Parlo del dolore psicologico, il peggiore. Quello che provoca un ematoma nella mente che chissà quando riuscirà a guarire.
O il dolore per amici falsi acui avrei dato la vita, ma che invece mi girarono le spalle. E il dilemma di decidere se sia giusto perdonarli, credendo che a volte il lupo possa perdere il vizio e non solo il pelo.
O la disperazione per non essere compreso dalle persone, l'ignoranza nel non provare a mettersi nei panni degli altri, consapevole di poter dare molto più di quanto io pensi. Ma ancora troppo debole per dimostrarlo.
Il dolore a causa della morte di una persona cara, la cui mancanza ha creato un vuoto incolmabile. Cosciente nel momento in cui piango, che quella morte non mi ha portato via solo una persona. Ma anche quei ricordi che tenevo stretti e che ora vorrei donare, insieme alla mia vita, a lei.

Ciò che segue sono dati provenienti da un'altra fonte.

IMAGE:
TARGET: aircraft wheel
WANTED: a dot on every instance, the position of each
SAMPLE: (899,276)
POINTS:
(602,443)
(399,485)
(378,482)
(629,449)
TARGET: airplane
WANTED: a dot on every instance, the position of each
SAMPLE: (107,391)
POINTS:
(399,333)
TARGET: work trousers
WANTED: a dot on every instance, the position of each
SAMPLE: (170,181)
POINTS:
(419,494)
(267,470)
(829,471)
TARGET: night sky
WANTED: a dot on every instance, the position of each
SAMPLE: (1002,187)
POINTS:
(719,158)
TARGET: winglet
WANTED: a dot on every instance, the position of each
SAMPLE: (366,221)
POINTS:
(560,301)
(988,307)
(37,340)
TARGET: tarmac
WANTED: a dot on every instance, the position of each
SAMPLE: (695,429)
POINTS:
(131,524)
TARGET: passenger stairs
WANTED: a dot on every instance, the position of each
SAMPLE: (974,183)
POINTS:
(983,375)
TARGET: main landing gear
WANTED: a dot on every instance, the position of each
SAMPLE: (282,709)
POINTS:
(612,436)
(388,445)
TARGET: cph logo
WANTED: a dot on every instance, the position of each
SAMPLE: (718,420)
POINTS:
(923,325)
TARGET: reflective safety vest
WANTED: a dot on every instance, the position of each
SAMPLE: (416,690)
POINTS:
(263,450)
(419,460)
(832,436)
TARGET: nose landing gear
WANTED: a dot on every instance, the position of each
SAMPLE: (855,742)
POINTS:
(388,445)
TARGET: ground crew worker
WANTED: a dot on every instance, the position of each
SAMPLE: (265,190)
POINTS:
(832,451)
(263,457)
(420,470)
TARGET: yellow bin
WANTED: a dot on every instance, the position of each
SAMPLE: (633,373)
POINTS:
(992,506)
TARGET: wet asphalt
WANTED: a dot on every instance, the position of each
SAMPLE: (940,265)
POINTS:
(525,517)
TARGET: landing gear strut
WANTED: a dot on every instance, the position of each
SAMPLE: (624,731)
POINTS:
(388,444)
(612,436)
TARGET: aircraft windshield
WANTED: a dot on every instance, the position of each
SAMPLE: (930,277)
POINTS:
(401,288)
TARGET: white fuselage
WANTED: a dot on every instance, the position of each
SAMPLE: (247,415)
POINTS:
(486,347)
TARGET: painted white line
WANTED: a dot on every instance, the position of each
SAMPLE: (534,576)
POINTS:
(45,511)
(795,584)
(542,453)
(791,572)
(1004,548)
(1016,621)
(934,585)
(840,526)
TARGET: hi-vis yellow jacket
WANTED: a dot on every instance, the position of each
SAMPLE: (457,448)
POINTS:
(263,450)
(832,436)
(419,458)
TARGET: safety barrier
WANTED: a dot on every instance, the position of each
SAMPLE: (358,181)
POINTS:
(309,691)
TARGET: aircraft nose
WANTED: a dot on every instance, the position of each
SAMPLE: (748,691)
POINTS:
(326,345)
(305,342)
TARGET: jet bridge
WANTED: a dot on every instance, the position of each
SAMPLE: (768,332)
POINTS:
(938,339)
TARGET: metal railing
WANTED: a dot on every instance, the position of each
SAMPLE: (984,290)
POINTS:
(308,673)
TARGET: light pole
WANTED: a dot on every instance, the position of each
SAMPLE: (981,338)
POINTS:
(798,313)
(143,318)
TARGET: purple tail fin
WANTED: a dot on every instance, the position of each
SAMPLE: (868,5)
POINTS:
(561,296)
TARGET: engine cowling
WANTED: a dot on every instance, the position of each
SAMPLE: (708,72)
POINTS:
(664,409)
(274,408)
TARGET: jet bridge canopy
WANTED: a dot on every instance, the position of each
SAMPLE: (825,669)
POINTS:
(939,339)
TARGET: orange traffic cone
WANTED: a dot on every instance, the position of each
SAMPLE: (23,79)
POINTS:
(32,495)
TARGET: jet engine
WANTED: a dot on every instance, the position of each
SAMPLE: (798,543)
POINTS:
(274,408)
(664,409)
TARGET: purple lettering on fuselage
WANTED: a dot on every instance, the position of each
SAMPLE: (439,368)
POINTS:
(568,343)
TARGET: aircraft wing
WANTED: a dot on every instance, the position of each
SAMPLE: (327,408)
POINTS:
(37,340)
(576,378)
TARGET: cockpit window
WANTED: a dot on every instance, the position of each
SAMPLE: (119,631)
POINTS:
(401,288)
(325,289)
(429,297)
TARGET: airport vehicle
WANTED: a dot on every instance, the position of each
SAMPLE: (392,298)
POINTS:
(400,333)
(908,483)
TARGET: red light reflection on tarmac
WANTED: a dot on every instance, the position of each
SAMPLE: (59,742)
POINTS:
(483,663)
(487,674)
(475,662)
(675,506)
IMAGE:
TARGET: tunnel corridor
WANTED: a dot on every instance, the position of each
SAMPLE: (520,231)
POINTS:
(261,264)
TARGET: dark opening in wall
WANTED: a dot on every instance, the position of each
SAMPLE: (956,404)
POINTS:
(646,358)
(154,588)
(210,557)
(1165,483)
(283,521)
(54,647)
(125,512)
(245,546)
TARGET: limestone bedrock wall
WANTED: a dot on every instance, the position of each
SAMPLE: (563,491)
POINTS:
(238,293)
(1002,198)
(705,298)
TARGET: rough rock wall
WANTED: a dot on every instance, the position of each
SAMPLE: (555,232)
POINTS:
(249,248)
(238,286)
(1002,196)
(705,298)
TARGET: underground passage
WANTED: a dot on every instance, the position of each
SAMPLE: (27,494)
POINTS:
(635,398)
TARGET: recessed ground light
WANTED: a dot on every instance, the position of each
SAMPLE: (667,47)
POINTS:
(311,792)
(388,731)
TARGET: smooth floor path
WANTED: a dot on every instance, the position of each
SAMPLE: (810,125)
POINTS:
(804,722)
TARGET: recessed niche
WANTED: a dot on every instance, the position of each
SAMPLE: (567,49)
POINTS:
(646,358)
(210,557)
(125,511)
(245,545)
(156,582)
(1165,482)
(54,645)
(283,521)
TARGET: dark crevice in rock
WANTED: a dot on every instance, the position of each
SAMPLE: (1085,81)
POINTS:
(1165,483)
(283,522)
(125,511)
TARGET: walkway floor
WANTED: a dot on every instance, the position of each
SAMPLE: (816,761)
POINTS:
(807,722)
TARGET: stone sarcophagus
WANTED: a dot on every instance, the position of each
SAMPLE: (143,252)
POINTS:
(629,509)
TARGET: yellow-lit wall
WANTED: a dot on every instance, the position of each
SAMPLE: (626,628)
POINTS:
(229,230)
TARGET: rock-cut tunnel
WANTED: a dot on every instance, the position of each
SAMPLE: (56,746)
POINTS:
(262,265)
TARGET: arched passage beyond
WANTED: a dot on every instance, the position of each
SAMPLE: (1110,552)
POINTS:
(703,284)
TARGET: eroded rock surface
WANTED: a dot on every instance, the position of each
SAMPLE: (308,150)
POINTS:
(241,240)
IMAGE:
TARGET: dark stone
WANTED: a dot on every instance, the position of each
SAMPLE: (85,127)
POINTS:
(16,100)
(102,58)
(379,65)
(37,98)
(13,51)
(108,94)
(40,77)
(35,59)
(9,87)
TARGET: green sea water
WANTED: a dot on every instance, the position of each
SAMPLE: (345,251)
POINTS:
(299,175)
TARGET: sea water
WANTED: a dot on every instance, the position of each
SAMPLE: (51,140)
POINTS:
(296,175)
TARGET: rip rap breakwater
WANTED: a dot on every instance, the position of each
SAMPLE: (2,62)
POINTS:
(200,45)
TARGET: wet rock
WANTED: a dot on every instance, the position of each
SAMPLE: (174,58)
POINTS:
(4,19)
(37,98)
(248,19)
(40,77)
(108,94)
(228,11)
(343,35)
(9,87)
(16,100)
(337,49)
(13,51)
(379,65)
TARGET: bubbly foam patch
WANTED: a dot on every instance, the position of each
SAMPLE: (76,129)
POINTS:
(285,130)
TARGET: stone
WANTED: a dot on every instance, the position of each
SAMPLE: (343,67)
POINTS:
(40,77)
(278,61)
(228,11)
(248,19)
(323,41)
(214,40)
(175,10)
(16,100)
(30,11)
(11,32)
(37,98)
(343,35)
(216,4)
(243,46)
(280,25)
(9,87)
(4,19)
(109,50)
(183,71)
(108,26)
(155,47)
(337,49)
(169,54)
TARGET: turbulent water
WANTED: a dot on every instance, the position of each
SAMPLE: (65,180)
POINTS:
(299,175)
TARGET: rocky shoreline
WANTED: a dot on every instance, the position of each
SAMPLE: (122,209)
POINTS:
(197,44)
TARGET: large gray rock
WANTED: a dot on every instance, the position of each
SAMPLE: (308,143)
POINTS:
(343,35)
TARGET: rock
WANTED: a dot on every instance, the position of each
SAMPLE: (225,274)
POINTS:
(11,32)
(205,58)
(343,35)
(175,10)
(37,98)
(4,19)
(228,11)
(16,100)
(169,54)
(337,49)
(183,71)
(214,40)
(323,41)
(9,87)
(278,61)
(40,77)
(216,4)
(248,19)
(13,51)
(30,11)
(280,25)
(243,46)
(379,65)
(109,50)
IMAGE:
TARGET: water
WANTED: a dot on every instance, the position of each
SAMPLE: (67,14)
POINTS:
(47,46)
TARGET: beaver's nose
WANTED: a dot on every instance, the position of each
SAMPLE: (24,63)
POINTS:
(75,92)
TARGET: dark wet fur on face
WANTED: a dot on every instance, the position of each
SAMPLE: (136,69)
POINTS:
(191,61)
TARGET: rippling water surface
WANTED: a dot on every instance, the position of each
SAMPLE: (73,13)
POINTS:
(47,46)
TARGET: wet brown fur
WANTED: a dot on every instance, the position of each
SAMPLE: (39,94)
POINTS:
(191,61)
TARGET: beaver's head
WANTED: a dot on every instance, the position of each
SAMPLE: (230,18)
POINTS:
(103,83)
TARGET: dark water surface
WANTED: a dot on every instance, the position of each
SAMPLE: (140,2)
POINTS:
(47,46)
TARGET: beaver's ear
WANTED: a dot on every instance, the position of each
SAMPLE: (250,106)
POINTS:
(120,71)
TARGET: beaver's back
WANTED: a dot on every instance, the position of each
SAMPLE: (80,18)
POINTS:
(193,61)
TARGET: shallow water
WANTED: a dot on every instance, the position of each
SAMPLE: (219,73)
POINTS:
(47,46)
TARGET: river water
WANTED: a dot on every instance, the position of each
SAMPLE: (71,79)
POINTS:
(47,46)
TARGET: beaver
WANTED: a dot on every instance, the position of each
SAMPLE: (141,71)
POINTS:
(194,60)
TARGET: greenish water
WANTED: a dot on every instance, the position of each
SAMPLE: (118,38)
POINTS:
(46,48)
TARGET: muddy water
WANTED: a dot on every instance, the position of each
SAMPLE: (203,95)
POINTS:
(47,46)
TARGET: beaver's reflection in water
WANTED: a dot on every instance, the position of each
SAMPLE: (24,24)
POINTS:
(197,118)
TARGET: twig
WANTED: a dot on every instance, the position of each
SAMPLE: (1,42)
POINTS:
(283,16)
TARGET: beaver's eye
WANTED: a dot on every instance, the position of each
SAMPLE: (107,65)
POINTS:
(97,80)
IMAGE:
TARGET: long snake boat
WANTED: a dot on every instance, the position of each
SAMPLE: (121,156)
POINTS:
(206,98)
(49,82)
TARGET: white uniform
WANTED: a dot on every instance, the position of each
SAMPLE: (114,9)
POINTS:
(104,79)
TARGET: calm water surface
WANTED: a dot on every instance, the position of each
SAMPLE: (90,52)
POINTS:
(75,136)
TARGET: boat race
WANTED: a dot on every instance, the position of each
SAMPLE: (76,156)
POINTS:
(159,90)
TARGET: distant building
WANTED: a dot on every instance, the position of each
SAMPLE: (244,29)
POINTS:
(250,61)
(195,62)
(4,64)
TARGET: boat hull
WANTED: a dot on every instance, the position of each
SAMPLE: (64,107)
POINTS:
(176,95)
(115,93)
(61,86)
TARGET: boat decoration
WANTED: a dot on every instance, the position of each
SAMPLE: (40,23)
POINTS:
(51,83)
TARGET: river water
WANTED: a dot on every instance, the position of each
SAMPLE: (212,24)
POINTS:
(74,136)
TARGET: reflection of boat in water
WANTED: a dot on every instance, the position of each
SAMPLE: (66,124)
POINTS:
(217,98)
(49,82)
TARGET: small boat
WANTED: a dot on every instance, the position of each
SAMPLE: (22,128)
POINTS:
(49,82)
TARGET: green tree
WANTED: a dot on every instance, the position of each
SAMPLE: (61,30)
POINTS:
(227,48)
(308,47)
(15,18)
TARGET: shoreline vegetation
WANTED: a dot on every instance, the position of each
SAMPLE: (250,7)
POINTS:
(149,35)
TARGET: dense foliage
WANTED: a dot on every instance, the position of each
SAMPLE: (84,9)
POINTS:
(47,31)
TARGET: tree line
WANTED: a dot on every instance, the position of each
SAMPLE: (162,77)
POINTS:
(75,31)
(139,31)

O ancora la sofferenza per delle figure di riferimento diverse da quelle che desideravo. E la speranza inutile di riuscire a cambiarle.
La consapevolezza di morire dentro, se non provassi a realizzare i miei sogni. Perché ogni volta che cado schiavo del sistema, perdo minuti preziosi. Come se anche uno solo contasse poco.
Ovviamente è impossibile eliminare completamente il dolore. Ma con che coraggio lo si può infliggere.
Perché tutto ciò piano piano affievolisce la mia voglia di vivere, rendendomi più insicuro e chiuso in me stesso. Fin quando arriverà il momento in cui dovrò decidere se essere come gli altri e provocare lo stesso dolore che sto subendo, oppure perdere per sempre, togliendomi il dono più prezioso al mondo... La vita.
O invece ribellarmi, fregarmene, prendermi quello che mi spetta, senza il timore di essere troppo buono, come se fosse un difetto e avere il coraggio di essere me stesso. So che è la scelta migliore, l'unica soluzione.
Allora combatti i tuoi dolori, eliminali. Non sanno chi hanno davanti, chi sei, di cosa sei capace.
Vivi la vita che inutilmente cercano di impedirti di vivere. E no, non mi ritengo più intelligente di Socrate.